I didn't have time or space to scrutinise the other key (and controversial) plank of his proposed reforms to the education sector: the introduction of Swedish-style "free schools". But the Institute of Education's Rebecca Allen  has, in an article in the latest issue of Research in Public Policy (published by the Centre for Market and Public Organisation ), and the overall results don't make great reading for Gove and his allies.
From the press release:
Research on Sweden's "free school" reforms suggests that the entry of new schools had a positive effect on pupils' academic achievements. But according to a survey of the evidence by Rebecca Allen, the benefits are small, they are predominantly focused on children from highly educated families and they do not persist: scores are no higher in the end-of-school exams.
Allen concludes that the experience of Sweden is helpful, but necessarily limited, in the extent to which it can help predict the impact of school reforms in England. One reason for this is that the schools also underwent a radical decentralisation of the education system, which would seem to be critical for promoting diversity and productivity gains through experimentation in free schools.

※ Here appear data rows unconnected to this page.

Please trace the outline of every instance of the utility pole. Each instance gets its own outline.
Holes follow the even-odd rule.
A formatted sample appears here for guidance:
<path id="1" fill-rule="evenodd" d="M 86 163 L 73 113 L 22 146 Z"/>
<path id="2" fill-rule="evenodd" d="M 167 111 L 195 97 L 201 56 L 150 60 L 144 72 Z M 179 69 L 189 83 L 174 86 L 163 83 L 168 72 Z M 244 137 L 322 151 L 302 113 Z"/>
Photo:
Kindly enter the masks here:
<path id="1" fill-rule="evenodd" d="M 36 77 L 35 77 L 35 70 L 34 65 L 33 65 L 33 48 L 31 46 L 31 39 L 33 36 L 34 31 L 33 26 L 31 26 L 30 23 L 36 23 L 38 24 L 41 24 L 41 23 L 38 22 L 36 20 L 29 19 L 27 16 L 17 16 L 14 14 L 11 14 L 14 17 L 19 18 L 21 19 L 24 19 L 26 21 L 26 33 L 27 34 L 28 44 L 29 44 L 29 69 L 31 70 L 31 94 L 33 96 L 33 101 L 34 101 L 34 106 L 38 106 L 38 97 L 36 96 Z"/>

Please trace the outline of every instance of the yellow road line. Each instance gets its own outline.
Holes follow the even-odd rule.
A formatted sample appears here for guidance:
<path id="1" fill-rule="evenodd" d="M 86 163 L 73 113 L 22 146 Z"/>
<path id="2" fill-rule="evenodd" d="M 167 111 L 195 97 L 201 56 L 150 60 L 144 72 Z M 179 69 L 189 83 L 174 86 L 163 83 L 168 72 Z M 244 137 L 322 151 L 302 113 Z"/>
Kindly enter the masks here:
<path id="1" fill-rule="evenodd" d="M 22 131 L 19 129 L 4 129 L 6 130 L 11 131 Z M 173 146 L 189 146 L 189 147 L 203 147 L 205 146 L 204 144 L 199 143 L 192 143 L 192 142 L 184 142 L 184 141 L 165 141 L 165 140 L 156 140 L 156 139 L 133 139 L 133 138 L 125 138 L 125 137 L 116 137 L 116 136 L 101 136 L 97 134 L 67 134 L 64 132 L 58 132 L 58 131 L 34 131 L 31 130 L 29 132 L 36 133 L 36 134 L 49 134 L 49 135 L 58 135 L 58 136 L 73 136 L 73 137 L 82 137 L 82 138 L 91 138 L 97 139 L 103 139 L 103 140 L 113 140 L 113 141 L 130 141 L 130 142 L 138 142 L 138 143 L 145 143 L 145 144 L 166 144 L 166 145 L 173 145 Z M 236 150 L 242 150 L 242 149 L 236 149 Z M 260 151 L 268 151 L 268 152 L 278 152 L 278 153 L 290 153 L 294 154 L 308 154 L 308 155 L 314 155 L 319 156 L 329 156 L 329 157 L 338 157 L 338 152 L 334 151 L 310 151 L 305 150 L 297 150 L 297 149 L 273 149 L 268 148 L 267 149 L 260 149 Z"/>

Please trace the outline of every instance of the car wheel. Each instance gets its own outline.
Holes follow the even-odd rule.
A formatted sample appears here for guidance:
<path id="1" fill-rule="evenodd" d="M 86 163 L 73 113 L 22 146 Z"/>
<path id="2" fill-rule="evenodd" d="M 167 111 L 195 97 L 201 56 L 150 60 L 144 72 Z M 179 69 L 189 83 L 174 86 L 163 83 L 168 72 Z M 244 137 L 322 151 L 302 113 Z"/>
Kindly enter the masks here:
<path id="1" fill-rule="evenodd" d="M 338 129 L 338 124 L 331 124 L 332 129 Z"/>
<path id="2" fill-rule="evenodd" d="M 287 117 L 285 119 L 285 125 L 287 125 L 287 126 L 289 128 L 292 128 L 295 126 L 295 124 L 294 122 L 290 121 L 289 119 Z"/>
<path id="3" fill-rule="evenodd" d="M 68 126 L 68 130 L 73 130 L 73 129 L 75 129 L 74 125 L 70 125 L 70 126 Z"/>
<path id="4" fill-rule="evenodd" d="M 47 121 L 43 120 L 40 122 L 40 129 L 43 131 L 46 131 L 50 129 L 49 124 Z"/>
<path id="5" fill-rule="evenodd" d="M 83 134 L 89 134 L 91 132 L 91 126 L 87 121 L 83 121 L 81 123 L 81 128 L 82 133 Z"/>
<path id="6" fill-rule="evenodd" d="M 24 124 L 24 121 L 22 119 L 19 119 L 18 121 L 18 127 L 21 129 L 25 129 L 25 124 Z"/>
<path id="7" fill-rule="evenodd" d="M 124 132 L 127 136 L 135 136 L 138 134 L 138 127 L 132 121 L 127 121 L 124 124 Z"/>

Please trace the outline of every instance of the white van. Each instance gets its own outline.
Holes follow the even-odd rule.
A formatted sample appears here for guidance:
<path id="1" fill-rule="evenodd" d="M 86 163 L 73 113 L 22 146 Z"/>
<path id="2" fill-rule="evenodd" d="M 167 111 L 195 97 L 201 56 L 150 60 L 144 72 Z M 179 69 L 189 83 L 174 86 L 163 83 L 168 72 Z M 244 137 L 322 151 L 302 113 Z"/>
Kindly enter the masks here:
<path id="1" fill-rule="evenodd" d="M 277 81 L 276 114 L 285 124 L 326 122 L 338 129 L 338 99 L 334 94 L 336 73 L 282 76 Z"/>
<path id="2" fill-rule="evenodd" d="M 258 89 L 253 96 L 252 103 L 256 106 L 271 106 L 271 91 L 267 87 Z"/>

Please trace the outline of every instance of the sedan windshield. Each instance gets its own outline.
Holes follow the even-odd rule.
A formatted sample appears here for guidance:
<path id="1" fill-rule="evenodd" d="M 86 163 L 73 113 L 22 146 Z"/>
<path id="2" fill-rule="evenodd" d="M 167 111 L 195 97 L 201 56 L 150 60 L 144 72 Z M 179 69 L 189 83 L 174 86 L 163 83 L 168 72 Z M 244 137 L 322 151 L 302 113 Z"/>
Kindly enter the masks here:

Sweden also has fewer reasons to be concerned that a free school system will produce greater school stratification since the country's lower levels of income and skill inequalities mean there is far less need for parents to choose schools based on social composition. It is also possible that Sweden's stronger tradition of non-standard schooling -- such as Steiner and Montessori schools -- is leading to a greater diversity of provision than parents in England would ever demand.